Propos recueillis par M. Ait Ouaanna
Finances News Hebdo : En 2021, le Maroc a légalisé l’usage industriel, médical et cosmétique du cannabis. Que rapporterait cette mesure à l’Etat et comment peut-elle impacter l’économie marocaine et contribuer au développement d’industries connexes ?
Abdelmajid Belaïche : La légalisation de l’usage médical, cosmétique et industriel du cannabis au Maroc va avoir indiscutablement des implications économiques, sociales et médicales. Tout d’abord, cette légalisation permettra de sortir une partie des agriculteurs du nord du Maroc, et plus exactement des provinces d’Al Hoceima, de Chefchaouen et de Taounate, d’une zone de nondroit. Aussi, elle mettra fin à une injustice qui a prévalu pendant des décennies, au cours desquelles ces agriculteurs s’étaient trouvés entre le marteau des autorités et l’enclume des mafias de la drogue, et ceci pour des revenus modestes ne dépassant pas les 40 dirhams par kg produit.

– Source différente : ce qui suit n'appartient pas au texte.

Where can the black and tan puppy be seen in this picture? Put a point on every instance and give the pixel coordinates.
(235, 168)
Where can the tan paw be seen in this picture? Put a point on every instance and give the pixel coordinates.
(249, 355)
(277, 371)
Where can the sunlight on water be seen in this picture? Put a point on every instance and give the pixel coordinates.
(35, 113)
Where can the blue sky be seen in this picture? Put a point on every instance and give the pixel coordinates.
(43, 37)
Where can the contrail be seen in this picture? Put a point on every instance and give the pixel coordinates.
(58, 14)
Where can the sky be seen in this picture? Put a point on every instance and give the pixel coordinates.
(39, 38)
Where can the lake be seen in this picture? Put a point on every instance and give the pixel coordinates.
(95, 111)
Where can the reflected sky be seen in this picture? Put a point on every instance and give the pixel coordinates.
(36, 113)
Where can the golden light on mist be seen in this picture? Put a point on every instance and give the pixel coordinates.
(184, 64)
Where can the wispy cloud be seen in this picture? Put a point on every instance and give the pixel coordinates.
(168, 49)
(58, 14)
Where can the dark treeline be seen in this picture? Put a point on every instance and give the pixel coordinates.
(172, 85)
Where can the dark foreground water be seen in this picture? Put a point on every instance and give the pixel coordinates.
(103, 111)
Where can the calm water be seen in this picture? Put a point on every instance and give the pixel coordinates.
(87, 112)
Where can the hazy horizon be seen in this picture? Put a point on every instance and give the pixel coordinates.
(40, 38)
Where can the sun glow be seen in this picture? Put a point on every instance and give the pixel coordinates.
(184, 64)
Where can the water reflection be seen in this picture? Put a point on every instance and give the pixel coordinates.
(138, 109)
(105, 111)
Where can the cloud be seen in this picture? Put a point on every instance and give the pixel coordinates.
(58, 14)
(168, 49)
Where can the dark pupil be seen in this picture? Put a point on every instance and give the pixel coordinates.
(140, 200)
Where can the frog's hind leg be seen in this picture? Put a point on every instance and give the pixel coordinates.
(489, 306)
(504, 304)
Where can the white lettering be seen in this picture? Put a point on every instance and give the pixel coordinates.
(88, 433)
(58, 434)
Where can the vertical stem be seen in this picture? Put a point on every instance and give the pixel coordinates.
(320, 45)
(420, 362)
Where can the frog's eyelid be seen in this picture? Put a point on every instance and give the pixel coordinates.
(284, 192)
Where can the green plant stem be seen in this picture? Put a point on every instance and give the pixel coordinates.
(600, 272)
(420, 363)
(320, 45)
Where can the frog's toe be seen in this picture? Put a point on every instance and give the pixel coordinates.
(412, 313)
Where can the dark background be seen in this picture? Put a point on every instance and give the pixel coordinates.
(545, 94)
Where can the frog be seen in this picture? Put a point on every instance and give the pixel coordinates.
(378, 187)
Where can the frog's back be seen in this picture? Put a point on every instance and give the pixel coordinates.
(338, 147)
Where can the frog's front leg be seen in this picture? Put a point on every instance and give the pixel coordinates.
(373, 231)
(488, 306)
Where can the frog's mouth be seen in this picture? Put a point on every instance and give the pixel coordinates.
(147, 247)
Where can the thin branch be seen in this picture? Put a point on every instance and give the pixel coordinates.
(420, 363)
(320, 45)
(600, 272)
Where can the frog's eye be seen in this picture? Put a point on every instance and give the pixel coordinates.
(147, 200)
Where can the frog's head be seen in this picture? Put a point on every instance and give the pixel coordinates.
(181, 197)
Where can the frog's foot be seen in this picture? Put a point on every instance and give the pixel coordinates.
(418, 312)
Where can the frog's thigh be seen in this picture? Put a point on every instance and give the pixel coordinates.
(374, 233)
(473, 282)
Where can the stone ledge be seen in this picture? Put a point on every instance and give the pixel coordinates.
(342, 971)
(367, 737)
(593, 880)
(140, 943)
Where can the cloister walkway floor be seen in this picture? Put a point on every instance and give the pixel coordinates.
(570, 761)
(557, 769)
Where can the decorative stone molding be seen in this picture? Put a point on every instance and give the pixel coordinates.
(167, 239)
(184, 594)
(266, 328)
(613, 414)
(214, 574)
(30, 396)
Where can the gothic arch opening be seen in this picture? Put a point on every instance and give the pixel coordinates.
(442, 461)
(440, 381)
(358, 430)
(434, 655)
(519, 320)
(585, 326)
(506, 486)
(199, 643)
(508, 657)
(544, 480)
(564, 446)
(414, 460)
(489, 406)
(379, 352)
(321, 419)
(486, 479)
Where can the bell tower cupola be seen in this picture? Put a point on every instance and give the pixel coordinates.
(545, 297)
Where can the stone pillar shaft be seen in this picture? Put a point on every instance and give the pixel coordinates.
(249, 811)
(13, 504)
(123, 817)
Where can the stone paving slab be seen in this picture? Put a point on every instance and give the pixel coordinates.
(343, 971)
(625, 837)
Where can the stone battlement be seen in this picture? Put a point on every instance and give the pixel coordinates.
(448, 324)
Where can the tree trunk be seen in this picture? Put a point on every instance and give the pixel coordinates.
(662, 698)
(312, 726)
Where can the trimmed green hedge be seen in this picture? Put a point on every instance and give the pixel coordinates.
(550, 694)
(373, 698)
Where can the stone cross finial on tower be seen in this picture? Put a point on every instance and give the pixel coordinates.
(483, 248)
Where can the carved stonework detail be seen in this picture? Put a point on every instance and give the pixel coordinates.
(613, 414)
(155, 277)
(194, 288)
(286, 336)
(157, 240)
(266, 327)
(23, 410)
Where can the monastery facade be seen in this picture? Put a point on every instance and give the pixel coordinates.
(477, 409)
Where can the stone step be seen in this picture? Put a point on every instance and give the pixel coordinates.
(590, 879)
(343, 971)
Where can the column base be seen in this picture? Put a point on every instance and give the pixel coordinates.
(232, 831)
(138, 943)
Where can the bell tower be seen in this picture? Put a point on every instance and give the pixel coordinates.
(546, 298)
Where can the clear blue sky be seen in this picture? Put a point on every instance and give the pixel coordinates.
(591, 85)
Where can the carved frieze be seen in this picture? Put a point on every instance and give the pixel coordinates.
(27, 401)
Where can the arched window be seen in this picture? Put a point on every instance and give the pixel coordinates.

Avec cette légalisation, ce revenu est passé à 75 - 80 dirhams le kilogramme, pour un revenu annuel net par hectare de 110.000 dirhams. Ceci permettra un développement durable et un apaisement social dans la région, sans oublier les revenus de quelques milliards de dollars de bénéfices pour le pays et pour les différents opérateurs de la filière. De surcroît, cette légalisation permettra de briser l’image d’un Maroc exportateur leader de cannabis illicite et laissera place à un circuit agricole et industriel licite. Avec ses unités de transformation et de fabrication de produits à base de cannabis, ce circuit contribuera à la création d’emplois. Pour cela, le Maroc s’est doté d’une Agence nationale de réglementation des activités liées au Cannabis et d’un arsenal réglementaire dédié à la filière du cannabis licite.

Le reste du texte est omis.